Geração distribuída: um avanço com desafios

O plano emergencial foi aprovado pela Agência Nacional de Energia Elétrica (Aneel) em 2025, como resposta ao expressivo crescimento da geração distribuída. Essa modalidade, que engloba a produção de energia por consumidores finais, tem aumentado significativamente, especialmente com a popularização da energia solar fotovoltaica. Essa expansão, embora positiva para a diversificação da matriz energética, introduz novas variáveis na operação do sistema. Conforme o Campo Grande NEWS checou, a capacidade instalada da geração distribuída no país já soma cerca de 50 GW, o que representa um volume considerável de energia que nem sempre é diretamente observável ou controlável pelo ONS, aumentando a complexidade da gestão.

Um incidente ocorrido em agosto de 2025, no Dia dos Pais, quase resultou em uma sobrecarga no sistema devido ao excesso de energia. Naquela ocasião, a geração distribuída chegou a representar impressionantes 37,6% da demanda nacional. Para evitar um blecaute que poderia afetar diversos estados, o ONS precisou intervir, reduzindo a produção de hidrelétricas e termelétricas e cortando 98,5% da geração eólica e solar centralizada. A necessidade de tais medidas ressalta a importância de um monitoramento e controle eficazes.

ONS prepara sistema de corte automático para geração distribuída

Diante desse cenário, o ONS anunciou na última quinta-feira (20) que está desenvolvendo um sistema de desligamento automático para parte da geração distribuída em momentos de crise. Denominado Esquema Regional de Alívio de Geração (Erag), o mecanismo prevê um corte de até 3 gigawatts (GW) em três estágios de 1 GW cada. Essa ferramenta seria acionada apenas como último recurso, após o esgotamento de todas as outras alternativas de controle. Um projeto-piloto está planejado para o fim de 2026, com a possibilidade de expansão em 2027, caso os testes sejam bem-sucedidos. Conforme o Campo Grande NEWS checou, essa iniciativa demonstra a proatividade do ONS em buscar soluções tecnológicas para os novos desafios do setor elétrico.

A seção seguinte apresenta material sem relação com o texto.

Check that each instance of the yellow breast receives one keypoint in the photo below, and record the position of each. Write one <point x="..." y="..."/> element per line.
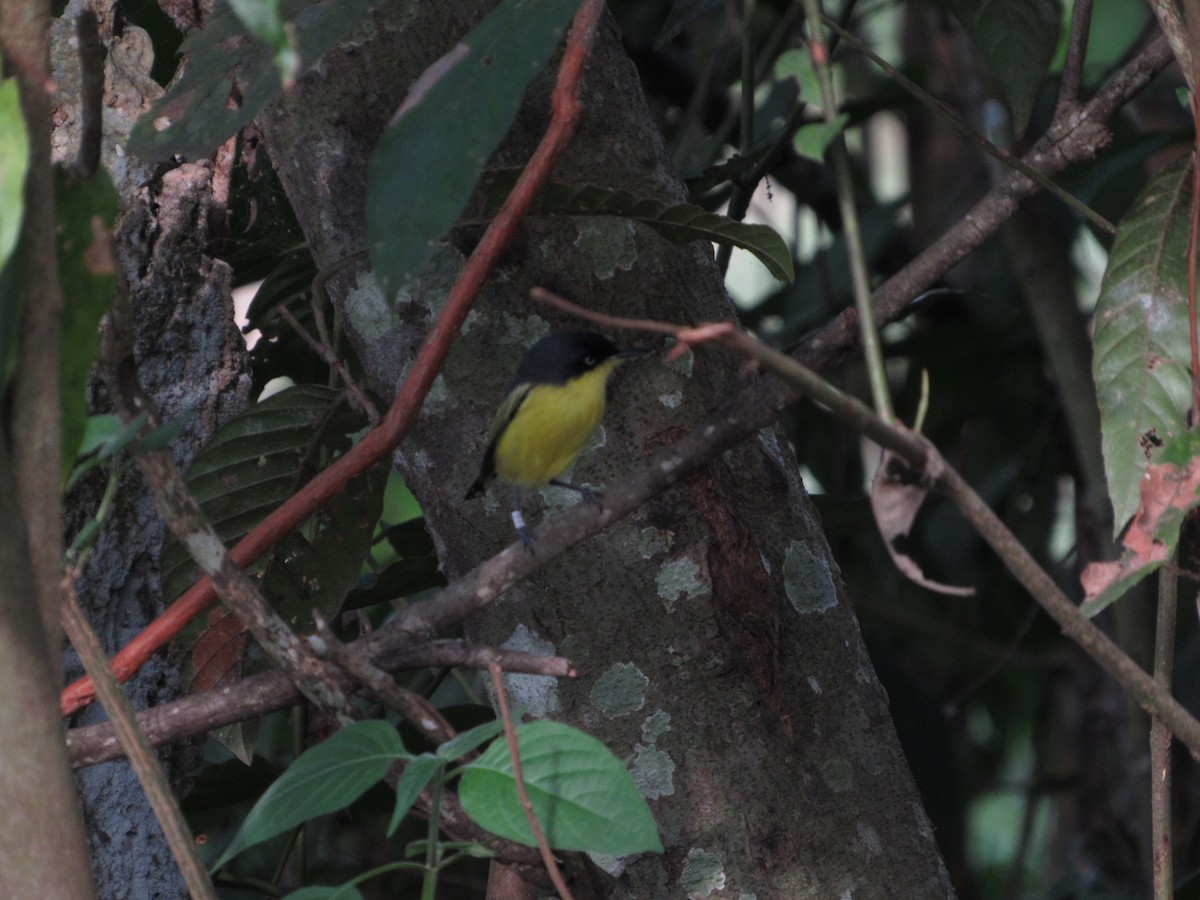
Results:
<point x="550" y="429"/>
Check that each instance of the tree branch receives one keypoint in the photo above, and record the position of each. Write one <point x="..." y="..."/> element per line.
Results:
<point x="382" y="441"/>
<point x="268" y="691"/>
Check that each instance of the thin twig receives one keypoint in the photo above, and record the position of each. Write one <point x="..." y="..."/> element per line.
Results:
<point x="358" y="397"/>
<point x="923" y="457"/>
<point x="1161" y="739"/>
<point x="873" y="351"/>
<point x="979" y="141"/>
<point x="1171" y="24"/>
<point x="1077" y="52"/>
<point x="417" y="709"/>
<point x="1069" y="139"/>
<point x="321" y="298"/>
<point x="183" y="515"/>
<point x="377" y="444"/>
<point x="257" y="695"/>
<point x="136" y="745"/>
<point x="510" y="736"/>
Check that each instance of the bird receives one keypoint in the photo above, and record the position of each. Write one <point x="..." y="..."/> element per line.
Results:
<point x="555" y="402"/>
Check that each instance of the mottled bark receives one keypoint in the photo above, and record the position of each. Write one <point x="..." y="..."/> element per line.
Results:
<point x="715" y="646"/>
<point x="193" y="364"/>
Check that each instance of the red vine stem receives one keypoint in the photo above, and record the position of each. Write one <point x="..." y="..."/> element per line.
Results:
<point x="565" y="113"/>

Distribuidoras cumprem determinações, mas pedem clareza

A Associação Brasileira de Distribuidores de Energia Elétrica (Abradee) confirmou que as distribuidoras seguirão as orientações do ONS para a execução do plano emergencial. No entanto, a entidade solicitou procedimentos mais detalhados e critérios claros para a definição dos cortes. Segundo a Abradee, a definição de parâmetros objetivos é fundamental para garantir a segurança operacional e jurídica dos geradores. Essa demanda por maior transparência e previsibilidade nas ações do ONS é um ponto crucial para a confiança e estabilidade do setor. Conforme o Campo Grande NEWS checou, a colaboração entre ONS e distribuidoras é essencial para a manutenção da qualidade do fornecimento de energia em todo o país.